Я вскочил с ремня, больно ударился головой о фонарь. Я ощущал каким-то шестым чувством, что «фоккер», уже праздновавший победу, водит своим тупым рылом, ловит нас в прицел.
Был только один выход. Нет, даже не выход, был один шанс уцелеть из тысячи проигрышных шансов. Стрелять сквозь фюзеляж своей машины. Стрелять по направлению, наугад. Если трасса, которую фашист совсем не ждет, пройдет вблизи, он наверняка испугается, струсит, может отвернуть. Фашист не поймет, почему штурмовик, загнанный в угол, способен огрызаться, неизвестно откуда ведет огонь. Плечом поднял тело пулемета, ствол почти уперся в обшивку; надо стрелять, ничего не видя, сквозь свой самолет. Внизу слева проходят тяги рулей поворота и глубины. Тросики совсем тоненькие, оборвешь их собственной пулей — штурмовик камнем рухнет вниз. Стрелок-самоубийца не только лишит жизни себя, он убьет и своего командира. Но надо было решаться. Иначе нажмет на свои гашетки фашист. Он мог бы уже нажать, но, как боксер, загнавший обессиленного соперника к канатам, не торопясь выбирает, куда удобнее нанести один решающий, нокаутирующий удар. Мысленно я уже сто раз нажимал на спусковой крючок, а пулемет по-прежнему молчал. Почему-то вспомнилось, как Колька Календа играл в очко и на зависть всей эскадрилье выигрывал. Когда он получал от банкомета туза, то всегда прикупал карту вслепую. А потом потихонечку открывал карту, ласково поглаживая ее по рубашке, точно приглашая явиться девятку или десятку. И, затаив дыхание, приговаривал: «Четыре сбоку, ваших нет!»

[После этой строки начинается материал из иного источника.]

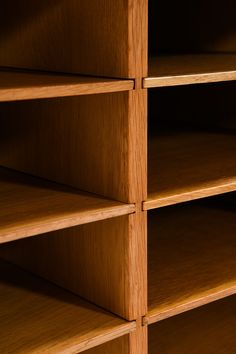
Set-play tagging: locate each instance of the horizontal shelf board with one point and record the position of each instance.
(37, 317)
(191, 258)
(16, 85)
(31, 206)
(190, 69)
(209, 329)
(188, 166)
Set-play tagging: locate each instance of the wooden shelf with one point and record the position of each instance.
(190, 165)
(210, 329)
(30, 206)
(191, 258)
(190, 69)
(37, 317)
(16, 85)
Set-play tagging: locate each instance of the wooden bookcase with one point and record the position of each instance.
(117, 177)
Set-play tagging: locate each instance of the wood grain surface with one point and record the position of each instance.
(207, 330)
(175, 70)
(82, 141)
(30, 206)
(104, 262)
(46, 319)
(105, 39)
(16, 85)
(191, 257)
(190, 165)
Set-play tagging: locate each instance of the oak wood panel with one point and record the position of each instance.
(117, 346)
(30, 206)
(105, 39)
(139, 339)
(138, 38)
(80, 141)
(38, 317)
(104, 262)
(137, 140)
(191, 257)
(190, 69)
(190, 165)
(209, 329)
(16, 85)
(191, 27)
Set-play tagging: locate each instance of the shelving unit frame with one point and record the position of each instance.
(74, 111)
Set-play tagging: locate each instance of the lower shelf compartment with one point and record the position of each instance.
(207, 330)
(192, 261)
(38, 317)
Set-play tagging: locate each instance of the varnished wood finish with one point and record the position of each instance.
(81, 141)
(104, 262)
(47, 319)
(190, 69)
(190, 165)
(191, 257)
(210, 329)
(107, 39)
(116, 346)
(30, 206)
(137, 140)
(139, 339)
(16, 85)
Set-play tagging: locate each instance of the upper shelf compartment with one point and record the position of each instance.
(16, 85)
(195, 43)
(191, 143)
(37, 317)
(31, 206)
(107, 39)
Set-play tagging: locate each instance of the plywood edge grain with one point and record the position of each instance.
(15, 85)
(50, 319)
(155, 201)
(118, 332)
(174, 70)
(209, 296)
(31, 206)
(177, 80)
(53, 224)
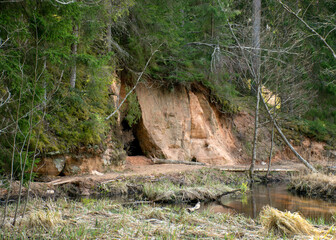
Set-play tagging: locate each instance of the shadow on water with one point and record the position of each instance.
(276, 196)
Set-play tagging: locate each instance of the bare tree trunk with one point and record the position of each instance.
(256, 75)
(256, 44)
(272, 138)
(74, 55)
(108, 30)
(307, 164)
(255, 137)
(271, 151)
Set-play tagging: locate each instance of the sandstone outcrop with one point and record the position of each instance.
(183, 125)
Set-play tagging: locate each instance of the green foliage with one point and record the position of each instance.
(35, 63)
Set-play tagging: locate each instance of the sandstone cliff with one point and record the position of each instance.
(183, 125)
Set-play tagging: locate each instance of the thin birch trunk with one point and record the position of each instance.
(74, 47)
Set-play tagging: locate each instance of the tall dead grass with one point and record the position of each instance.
(286, 223)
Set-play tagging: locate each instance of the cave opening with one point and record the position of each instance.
(130, 140)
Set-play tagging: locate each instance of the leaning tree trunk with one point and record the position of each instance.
(305, 162)
(74, 55)
(256, 75)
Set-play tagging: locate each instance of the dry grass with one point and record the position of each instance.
(315, 184)
(286, 223)
(171, 193)
(105, 219)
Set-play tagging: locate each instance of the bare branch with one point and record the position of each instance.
(136, 84)
(288, 9)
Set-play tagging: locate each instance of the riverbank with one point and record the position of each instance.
(318, 185)
(135, 207)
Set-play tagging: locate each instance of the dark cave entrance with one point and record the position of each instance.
(130, 140)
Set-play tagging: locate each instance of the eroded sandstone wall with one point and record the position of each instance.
(182, 125)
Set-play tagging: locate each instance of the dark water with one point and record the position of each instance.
(276, 196)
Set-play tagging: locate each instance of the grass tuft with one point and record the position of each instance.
(285, 223)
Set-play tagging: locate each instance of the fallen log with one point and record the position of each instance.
(169, 161)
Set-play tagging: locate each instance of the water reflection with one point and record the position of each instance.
(276, 196)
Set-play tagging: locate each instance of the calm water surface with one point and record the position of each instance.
(276, 196)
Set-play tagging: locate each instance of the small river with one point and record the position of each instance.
(277, 196)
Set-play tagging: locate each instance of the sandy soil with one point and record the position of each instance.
(142, 166)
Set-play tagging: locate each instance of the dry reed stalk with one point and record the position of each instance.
(286, 223)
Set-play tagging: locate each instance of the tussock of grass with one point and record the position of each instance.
(172, 193)
(315, 184)
(106, 219)
(44, 218)
(285, 223)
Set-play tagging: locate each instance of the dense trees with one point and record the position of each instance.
(57, 59)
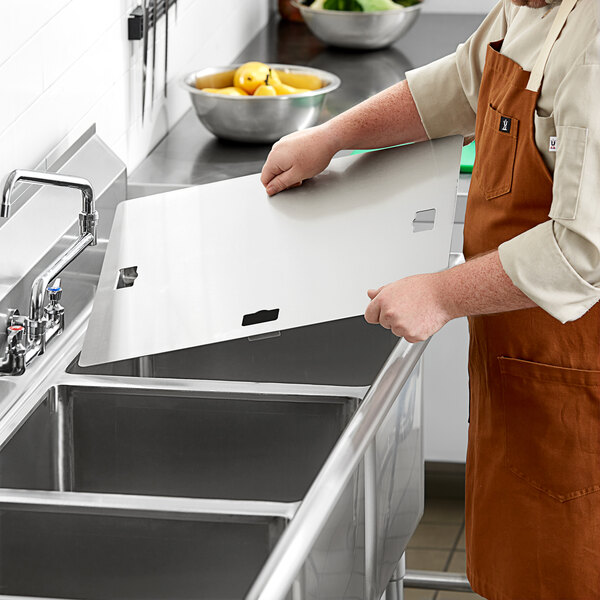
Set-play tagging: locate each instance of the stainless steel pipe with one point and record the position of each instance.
(434, 580)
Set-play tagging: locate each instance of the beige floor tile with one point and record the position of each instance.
(435, 535)
(444, 510)
(458, 562)
(426, 560)
(458, 596)
(418, 594)
(461, 541)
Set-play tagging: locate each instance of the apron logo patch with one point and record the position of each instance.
(505, 124)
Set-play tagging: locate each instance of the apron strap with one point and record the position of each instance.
(537, 74)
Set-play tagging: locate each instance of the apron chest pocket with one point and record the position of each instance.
(552, 418)
(495, 159)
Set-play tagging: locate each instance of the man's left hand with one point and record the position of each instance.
(412, 308)
(416, 307)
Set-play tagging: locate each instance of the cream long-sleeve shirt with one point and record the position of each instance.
(557, 263)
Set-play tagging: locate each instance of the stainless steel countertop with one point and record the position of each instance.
(190, 155)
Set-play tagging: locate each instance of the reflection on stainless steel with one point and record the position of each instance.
(360, 30)
(191, 155)
(256, 119)
(28, 336)
(348, 352)
(294, 547)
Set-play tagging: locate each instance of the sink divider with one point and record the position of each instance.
(154, 507)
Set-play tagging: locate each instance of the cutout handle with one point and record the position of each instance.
(262, 316)
(424, 220)
(127, 277)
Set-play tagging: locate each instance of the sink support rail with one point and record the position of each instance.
(286, 560)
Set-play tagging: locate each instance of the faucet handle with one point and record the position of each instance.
(55, 291)
(15, 335)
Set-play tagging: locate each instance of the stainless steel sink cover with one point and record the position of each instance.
(223, 261)
(347, 352)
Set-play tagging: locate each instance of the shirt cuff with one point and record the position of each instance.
(536, 265)
(440, 99)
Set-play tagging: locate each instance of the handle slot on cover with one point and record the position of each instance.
(262, 316)
(127, 277)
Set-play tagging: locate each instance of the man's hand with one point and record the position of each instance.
(297, 157)
(411, 308)
(416, 307)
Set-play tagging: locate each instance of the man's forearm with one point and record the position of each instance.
(386, 119)
(416, 307)
(480, 286)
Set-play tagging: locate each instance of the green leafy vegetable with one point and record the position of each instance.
(351, 5)
(362, 5)
(373, 5)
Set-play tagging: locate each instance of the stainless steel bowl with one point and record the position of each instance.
(361, 30)
(261, 119)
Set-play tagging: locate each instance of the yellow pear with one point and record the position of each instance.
(265, 90)
(228, 91)
(250, 76)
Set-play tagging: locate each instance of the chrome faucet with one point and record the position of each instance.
(27, 336)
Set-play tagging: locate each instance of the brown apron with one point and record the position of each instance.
(533, 462)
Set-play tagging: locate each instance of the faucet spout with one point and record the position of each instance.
(88, 236)
(88, 217)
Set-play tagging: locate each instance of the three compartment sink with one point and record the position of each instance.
(121, 492)
(170, 443)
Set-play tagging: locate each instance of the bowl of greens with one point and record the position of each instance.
(360, 24)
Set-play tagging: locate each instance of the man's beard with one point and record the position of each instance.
(531, 3)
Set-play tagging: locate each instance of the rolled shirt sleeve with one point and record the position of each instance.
(557, 263)
(445, 91)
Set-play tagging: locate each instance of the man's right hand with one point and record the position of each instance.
(296, 157)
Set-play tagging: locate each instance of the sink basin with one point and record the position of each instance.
(45, 554)
(172, 443)
(348, 352)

Вот и мне надо было тащить карту вслепую, только уж слишком много стояло на кону. Если я увижу сбоку от нашей машины два креста, то, значит, фашист не выдержал, отвернул…
Да, воздушный бой длится меньше минуты, иногда тридцать — сорок секунд. И казалось, ни о чем не думал, кроме как только отбиться от наседающего врага. А на самом деле, в голове, обгоняя друг друга, проносился целый рой мыслей. Они словно записывались на идущую с бешеной скоростью ленту магнитофона, которая потом, уже на земле, раскручивается значительно медленнее. И тогда поражаешься, как много передумал за эти короткие секунды…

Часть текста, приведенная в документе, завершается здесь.